The committeemen exchanged smiles.
"We are going to steal a little of the kid-gloved chaps' thunder," explained the chairman. "They have been howling about machine politics and interlocking interests and air-tight methods until the people are growling about the close corporation they say we've got. So we're going to show 'em a thing or two. Nothing like frankness and open house."
"Gor-ram it, you ain't even square with me--after I have worked politics with you for twenty-five years!" He marched up to the table and rapped his hard little knuckles on it. "It's this way, gents," he said, "and I'll be short and sweet.
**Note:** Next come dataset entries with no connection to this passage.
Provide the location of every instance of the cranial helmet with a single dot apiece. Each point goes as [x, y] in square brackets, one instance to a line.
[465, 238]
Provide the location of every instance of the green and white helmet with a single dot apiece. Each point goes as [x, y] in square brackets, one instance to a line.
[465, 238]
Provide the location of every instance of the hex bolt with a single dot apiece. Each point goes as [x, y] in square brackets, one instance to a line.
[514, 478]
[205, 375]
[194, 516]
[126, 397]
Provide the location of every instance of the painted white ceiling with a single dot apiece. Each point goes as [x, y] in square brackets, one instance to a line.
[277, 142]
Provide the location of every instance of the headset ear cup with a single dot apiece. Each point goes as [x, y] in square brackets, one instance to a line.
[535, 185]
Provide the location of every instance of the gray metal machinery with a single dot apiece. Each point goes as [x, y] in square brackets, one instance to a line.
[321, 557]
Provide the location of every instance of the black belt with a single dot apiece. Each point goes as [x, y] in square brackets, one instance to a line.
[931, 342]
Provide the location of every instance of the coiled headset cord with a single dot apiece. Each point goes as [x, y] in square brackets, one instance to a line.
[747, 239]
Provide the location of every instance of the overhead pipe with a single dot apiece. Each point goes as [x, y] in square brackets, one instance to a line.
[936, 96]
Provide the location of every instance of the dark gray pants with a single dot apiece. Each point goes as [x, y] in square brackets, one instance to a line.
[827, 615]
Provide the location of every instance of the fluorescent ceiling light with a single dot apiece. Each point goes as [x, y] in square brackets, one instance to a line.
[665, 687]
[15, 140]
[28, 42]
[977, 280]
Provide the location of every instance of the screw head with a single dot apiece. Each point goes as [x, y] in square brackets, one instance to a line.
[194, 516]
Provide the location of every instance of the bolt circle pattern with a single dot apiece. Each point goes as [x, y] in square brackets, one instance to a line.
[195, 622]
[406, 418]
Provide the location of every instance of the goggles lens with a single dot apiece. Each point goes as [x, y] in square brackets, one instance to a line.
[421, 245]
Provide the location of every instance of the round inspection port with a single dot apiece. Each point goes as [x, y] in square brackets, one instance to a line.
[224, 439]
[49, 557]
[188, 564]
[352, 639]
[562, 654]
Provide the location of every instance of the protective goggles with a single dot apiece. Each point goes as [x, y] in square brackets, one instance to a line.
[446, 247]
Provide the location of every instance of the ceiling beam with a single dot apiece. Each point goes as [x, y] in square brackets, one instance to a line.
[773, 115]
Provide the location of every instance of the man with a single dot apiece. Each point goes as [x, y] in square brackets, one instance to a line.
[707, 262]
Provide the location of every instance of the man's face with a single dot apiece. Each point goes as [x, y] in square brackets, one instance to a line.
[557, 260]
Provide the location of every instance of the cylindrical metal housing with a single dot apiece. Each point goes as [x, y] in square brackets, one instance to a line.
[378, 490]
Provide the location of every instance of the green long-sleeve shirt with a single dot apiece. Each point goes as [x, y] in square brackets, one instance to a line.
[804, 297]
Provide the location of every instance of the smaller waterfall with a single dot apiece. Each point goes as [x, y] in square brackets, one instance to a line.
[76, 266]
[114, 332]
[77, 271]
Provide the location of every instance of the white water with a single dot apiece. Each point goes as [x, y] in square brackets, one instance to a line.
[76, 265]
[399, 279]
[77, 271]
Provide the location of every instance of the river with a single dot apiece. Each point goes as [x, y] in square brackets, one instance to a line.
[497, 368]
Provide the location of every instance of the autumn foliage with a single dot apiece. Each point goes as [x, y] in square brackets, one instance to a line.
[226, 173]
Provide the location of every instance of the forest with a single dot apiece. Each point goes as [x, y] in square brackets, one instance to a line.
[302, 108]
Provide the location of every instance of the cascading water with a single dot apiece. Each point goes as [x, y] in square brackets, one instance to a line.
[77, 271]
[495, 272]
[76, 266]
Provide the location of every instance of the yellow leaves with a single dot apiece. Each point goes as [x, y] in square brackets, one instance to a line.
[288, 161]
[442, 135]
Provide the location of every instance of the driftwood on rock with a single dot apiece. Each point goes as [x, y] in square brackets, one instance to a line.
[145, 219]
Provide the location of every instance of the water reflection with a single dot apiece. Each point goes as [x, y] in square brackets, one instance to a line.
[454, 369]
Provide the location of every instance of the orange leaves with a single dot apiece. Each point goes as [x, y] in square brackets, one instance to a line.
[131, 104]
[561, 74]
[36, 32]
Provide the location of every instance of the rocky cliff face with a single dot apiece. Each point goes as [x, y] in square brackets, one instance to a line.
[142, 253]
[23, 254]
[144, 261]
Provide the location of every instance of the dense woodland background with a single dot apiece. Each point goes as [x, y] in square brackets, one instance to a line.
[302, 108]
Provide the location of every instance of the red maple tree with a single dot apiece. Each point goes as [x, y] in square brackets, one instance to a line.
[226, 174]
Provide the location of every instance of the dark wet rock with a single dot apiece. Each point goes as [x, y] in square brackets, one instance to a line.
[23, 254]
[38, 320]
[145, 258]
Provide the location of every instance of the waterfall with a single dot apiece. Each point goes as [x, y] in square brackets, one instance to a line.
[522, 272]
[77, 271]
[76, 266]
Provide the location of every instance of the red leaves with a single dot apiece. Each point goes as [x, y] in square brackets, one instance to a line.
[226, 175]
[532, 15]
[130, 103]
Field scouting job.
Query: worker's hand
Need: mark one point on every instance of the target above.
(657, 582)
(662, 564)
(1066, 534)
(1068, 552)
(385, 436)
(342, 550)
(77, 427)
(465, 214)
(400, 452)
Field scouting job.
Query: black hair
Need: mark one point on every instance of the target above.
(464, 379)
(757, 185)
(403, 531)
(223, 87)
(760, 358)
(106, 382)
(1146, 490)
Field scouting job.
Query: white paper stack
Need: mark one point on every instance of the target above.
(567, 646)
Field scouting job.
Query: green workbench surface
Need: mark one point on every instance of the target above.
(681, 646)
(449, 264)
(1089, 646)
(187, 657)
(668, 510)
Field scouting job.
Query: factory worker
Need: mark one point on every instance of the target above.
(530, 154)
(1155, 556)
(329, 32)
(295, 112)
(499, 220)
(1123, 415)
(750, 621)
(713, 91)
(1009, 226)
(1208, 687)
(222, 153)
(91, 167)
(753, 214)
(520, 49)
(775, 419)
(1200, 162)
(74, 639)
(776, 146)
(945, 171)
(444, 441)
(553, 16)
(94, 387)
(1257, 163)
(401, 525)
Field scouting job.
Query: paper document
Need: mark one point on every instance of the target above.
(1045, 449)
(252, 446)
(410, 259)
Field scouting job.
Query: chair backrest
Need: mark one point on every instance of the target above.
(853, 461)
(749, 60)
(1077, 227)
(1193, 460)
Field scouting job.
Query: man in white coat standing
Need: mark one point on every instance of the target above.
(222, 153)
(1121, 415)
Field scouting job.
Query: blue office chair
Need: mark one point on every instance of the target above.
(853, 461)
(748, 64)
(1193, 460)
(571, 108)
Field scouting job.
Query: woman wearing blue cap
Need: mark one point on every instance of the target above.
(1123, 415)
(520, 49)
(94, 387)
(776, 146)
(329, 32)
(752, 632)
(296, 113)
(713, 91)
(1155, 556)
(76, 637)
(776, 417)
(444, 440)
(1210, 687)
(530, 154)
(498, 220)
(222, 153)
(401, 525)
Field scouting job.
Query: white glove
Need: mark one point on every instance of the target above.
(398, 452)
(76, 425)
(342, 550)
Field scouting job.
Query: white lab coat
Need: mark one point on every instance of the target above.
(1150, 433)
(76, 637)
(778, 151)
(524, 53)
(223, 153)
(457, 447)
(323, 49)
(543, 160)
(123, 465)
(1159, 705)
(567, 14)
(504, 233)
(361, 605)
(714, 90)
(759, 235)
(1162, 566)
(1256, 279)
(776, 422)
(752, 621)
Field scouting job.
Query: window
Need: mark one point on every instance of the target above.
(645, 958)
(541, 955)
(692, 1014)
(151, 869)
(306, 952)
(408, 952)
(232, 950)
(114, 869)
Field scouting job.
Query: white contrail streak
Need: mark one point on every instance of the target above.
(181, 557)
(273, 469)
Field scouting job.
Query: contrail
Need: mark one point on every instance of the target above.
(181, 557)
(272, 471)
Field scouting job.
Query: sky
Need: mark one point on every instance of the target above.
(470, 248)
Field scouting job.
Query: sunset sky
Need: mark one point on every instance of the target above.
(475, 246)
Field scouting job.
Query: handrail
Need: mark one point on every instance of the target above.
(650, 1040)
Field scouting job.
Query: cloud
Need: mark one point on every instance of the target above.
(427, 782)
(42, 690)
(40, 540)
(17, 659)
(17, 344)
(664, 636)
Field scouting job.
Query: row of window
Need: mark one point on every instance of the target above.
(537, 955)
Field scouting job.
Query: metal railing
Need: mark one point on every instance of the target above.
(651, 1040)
What's the matter with politics when a man like I've always been gets pi-oogled out of the councils?"
"We don't need workers like you any more," stated the chairman.
"But there's politics to play, just the same."
"But in a different way, Breed. There are the new ideas, and new men can operate more efficiently. They won't attract attention."
"Old Maid Orne down in my town came into church late and crawled up the aisle on her hands and knees so as not to attract attention.